Nell’insieme, tale accordo di Governo appare dunque il massimo che potesse strappare la Spd in base ai rapporti di forza esistenti, e quindi andrebbe accettato dagli elettori di tale partito, anche perché l’alternativa sarebbe un accordo al ribasso con le posizioni certamente più arrendevoli dei Gruenen (arrendevoli anche perché hanno minor forza elettorale e parlamentare rispetto all’Spd), un governo di minoranza che finirebbe per essere un Governo monocolore merkelliano supportato dalla destra dell’Spd, e libero di agire senza vincoli programmatici, e senza ministri socialdemocratici presenti nel Consiglio dei Ministri in grado di dare un impulso diverso alle politiche dell’esecutivo, o di controllarle dall’interno, oppure elezioni anticipate che per l’Spd andrebbero quasi sicuramente male. Magari la Linke prenderebbe qualche decimale in più, ma gli elettori attribuirebbero la responsabilità del fallimento ai socialdemocratici che hanno rifiutato un accordo più che onorevole, non certo alla Merkel, che potrebbe quindi uscirne addirittura ulteriormente rafforzata.
Quello che invece
preoccupa maggiormente è il tema delle coperture finanziarie: l'accordo prevede
di non aumentare le tasse, e di non ricorrere al debito pubblico a partire dal
2015. A rigor di logica, quindi, occorrerebbe tagliare la spesa pubblica
corrente, ma, come emerge dai dati della Rgs, essa è fra le più basse d'Europa,
rispetto al PIL, superando di poco il 45% del PIL nel 2011, a fronte del 49,1%
medio dell'Europa a 27, ed anche la spesa di parte corrente è bassa (38,8% del
PIL, a fronte, ad esempio, del 47% italiano). C'è quindi pochissimo margine di
manovra, se, come traspare dall'accordo, si vuole incrementare la spesa
pubblica in conto capitale. Quindi, o si
confida in una crescita economica più sostenuta rispetto alle previsioni, come
potrebbe essere proprio in virtù del programma sostanzialmente espansivo sul
quale la Cdu e la Spd si sono messe d'accordo, oppure una certa quota di
aumento delle tasse sarà inevitabile, a dispetto delle previsioni merkelliane,
ed anche in questo caso la presenza della Spd nel Governo sarà indispensabile
per evitare ulteriori tagli indiscriminati ad una spesa corrente già bassa (che
inevitabilmente significherebbero, ad esempio, una riduzione del numero di
funzionari pubblici in modo brutale e repentino).
[1] Questa
è per la verità una rivendicazione della Cdu
[2] Perché, utilizzando i dati trimestrali su importazioni (variabile denominata import) e domanda interna tedesche (variabile denominata domint) con dati di fonte Eurostat, su una serie storica di 89 osservazioni, per t che va dal primo trimestre 1991 al terzo trimestre 2013, la relazione è IMPORTt = 1,180618 IMPORT (t -1) – 0,228231 IMPORT (t – 2) + 0,107755 DOMINTt + Et, con un indice di R-squared pari a 0,995, che esprime un fitting quasi perfetto fra equazione stimata ed andamenti reali delle variabili.

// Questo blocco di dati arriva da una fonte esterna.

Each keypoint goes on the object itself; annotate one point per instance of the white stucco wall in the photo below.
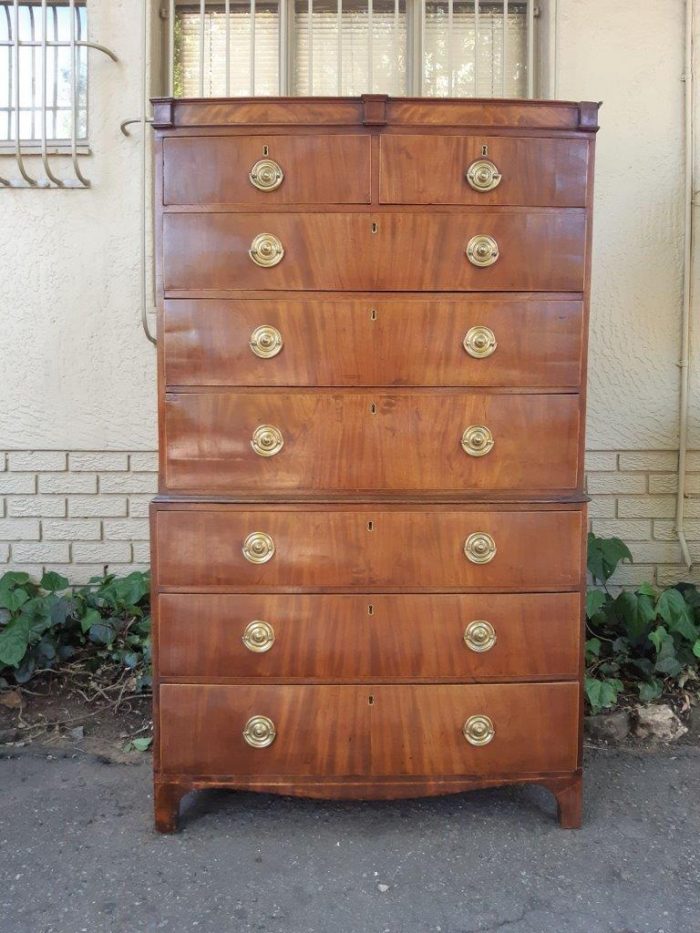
(78, 373)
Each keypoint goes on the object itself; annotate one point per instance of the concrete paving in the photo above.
(78, 855)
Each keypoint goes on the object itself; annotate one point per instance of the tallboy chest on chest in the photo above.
(368, 543)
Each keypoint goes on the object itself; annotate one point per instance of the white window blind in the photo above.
(438, 48)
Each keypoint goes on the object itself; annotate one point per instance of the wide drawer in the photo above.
(409, 548)
(474, 341)
(421, 729)
(538, 250)
(382, 730)
(531, 636)
(341, 441)
(201, 730)
(537, 172)
(216, 170)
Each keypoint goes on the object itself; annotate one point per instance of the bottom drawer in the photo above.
(370, 731)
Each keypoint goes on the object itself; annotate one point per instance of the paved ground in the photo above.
(78, 856)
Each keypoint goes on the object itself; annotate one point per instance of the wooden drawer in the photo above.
(375, 341)
(201, 730)
(539, 250)
(348, 440)
(419, 548)
(216, 170)
(380, 731)
(366, 637)
(418, 729)
(535, 172)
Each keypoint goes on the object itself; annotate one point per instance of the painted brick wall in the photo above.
(81, 513)
(86, 512)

[2] Perché, utilizzando i dati trimestrali su importazioni (variabile denominata import) e domanda interna tedesche (variabile denominata domint) con dati di fonte Eurostat, su una serie storica di 89 osservazioni, per t che va dal primo trimestre 1991 al terzo trimestre 2013, la relazione è IMPORTt = 1,180618 IMPORT (t -1) – 0,228231 IMPORT (t – 2) + 0,107755 DOMINTt + Et, con un indice di R-squared pari a 0,995, che esprime un fitting quasi perfetto fra equazione stimata ed andamenti reali delle variabili.
[3] Va
infatti rilevato che tale meccanismo inizierà ad entrare in vigore solo nel
2015, e sarà a regime solo nel 2018; riguarderà solo banche la cui crisi non
può essere risolta dall’intervento di acquirenti privati che le rilevino o da
investitori privati che le ricapitalizzino, o da piani di risanamento
presentati dalle banche stesse, e per le quali è stato attestato, dall’apposito
Comitato, un potenziale effetto sistemico sull’intero sistema finanziario
europeo. In quel caso, e solo in quale caso, possono essere convertiti in
capitale sociale anche i depositi, oltre che capitale proprio dei soci,
obbligazioni ed altri debiti, ma i depositi che potrebbero essere convertiti
sono solo quelli che superino i 100.000 euro. E’ inoltre previsto l’intervento
dei fondi nazionali di garanzia sui depositi, per salvare i clienti
medio-piccoli. Infine, è previsto un Fondo Europeo Comune, costituito
dall’apporto delle banche, che agisca in qualità di prestatore e garante di
ultima istanza, qualora il suddetto meccanismo di bail-in non sia sufficiente.
Il contratto di coalizione stipulato fra la Merkel e la Spd non aggrava quindi
in niente le previsioni normative già in discussione, e d’altra parte tali
previsioni si verificheranno solo in casi estremi, e non certo nell’immediato.